Today Utah's Mitt Romney followed suit, essentially guaranteeing that a nominee will be heard prior to election day.

What impact will Gardner's decision have on his bid to remain in office? Sondermann doubts that it will matter either way. "I think there may be some other senators for whom this turns a possible victory into a defeat. But for Cory Gardner, he was likely headed to defeat anyway — although this may put an exclamation point on it. Colorado is a moderate, increasingly blue state and a pro-choice state," he says, and by "playing ball with Trump and McConnell, he's obviously out of sync with much of the state. He just opens himself up to the hypocrisy charge that he puts party subservience ahead of any consistency."

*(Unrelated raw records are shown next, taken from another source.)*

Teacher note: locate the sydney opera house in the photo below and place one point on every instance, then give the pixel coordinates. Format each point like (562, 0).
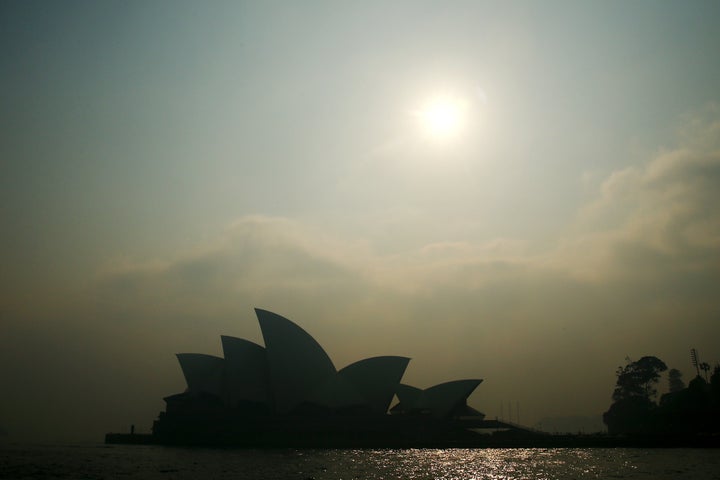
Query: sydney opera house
(289, 392)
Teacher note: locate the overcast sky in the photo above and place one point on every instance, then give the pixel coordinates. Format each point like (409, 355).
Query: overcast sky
(166, 166)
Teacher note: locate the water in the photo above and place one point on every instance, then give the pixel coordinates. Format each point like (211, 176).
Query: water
(154, 462)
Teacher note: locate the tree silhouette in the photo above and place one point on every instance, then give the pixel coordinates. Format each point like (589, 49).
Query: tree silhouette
(675, 383)
(705, 367)
(633, 398)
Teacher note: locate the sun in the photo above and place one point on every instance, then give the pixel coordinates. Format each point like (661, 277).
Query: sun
(443, 116)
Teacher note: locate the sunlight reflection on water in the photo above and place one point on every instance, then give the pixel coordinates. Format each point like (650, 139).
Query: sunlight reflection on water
(152, 462)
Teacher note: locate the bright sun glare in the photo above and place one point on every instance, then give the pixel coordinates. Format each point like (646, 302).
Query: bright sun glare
(443, 117)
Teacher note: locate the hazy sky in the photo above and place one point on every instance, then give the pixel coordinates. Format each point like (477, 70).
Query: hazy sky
(166, 166)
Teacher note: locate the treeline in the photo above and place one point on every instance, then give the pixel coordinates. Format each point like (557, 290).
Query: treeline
(694, 409)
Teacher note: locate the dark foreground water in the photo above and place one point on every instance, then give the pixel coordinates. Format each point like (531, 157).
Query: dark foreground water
(154, 462)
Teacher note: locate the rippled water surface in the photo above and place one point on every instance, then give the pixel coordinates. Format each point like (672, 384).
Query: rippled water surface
(153, 462)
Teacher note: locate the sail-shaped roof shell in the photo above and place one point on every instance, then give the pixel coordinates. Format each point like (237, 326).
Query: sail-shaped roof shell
(297, 364)
(246, 371)
(439, 400)
(376, 379)
(203, 373)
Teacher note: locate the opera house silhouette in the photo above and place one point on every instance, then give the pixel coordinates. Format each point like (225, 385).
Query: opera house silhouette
(289, 393)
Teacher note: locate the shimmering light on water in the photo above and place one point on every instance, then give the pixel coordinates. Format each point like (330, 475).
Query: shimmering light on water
(149, 462)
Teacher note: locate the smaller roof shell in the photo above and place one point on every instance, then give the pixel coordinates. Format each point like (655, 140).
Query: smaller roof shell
(246, 371)
(203, 373)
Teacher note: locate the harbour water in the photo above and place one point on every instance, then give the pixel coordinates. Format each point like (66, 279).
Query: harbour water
(156, 462)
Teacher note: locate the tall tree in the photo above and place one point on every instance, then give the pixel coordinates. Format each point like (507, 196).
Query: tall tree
(638, 379)
(633, 398)
(675, 382)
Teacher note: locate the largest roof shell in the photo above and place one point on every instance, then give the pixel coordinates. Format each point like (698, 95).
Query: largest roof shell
(297, 364)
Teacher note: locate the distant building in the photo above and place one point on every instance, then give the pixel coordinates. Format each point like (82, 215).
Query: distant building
(291, 388)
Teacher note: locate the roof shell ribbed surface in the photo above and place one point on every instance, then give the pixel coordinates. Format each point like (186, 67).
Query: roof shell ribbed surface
(246, 375)
(376, 379)
(203, 373)
(297, 363)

Yet going the other way would have been equally disastrous, Sondermann feels. The move would have "enraged the Trump base, which doesn't provide Republicans with any latitude for taking a different path. It requires near 100 percent loyalty to the president."

Right now, Gardner's re-election effort is faring better than most observers predicted. Hickenlooper holds just a 7 percent advantage in the latest poll listed by FiveThirtyEight — a margin close enough to justify Republican donors' continued investment in a negative advertising blitz that's painted Hick, a figure known to Colorado voters for decades, as an ethics-free monster. "Cory Gardner is clearly running the superior campaign," Sondermann says, "and John Hickenlooper, who's had the rap of perhaps not being that interested in the job, has not done a lot during the course of this campaign to put that rap to bed. His campaign has been lackadaisical, somewhat disinterested."

Nonetheless, Sondermann continues, "I've consistently said Hickenlooper will win this race. I don't think the combination of Cory Gardner mounting a better-than-expected fight and Hickenlooper mounting a less-than-expected effort changes the outcome. My analysis is that Joe Biden is going to win Colorado by high single digits — eight points or so, although it could be as much as ten. And in this era of party-line voting, you're not going to get that many Biden voters to switch on the next line and vote for Cory Gardner. You might have 2 or 3 percent switch, but not 8 or 9 percent. And that's what it requires if he's going to win."

On the other hand, Gardner's done a helluva job catching that grenade.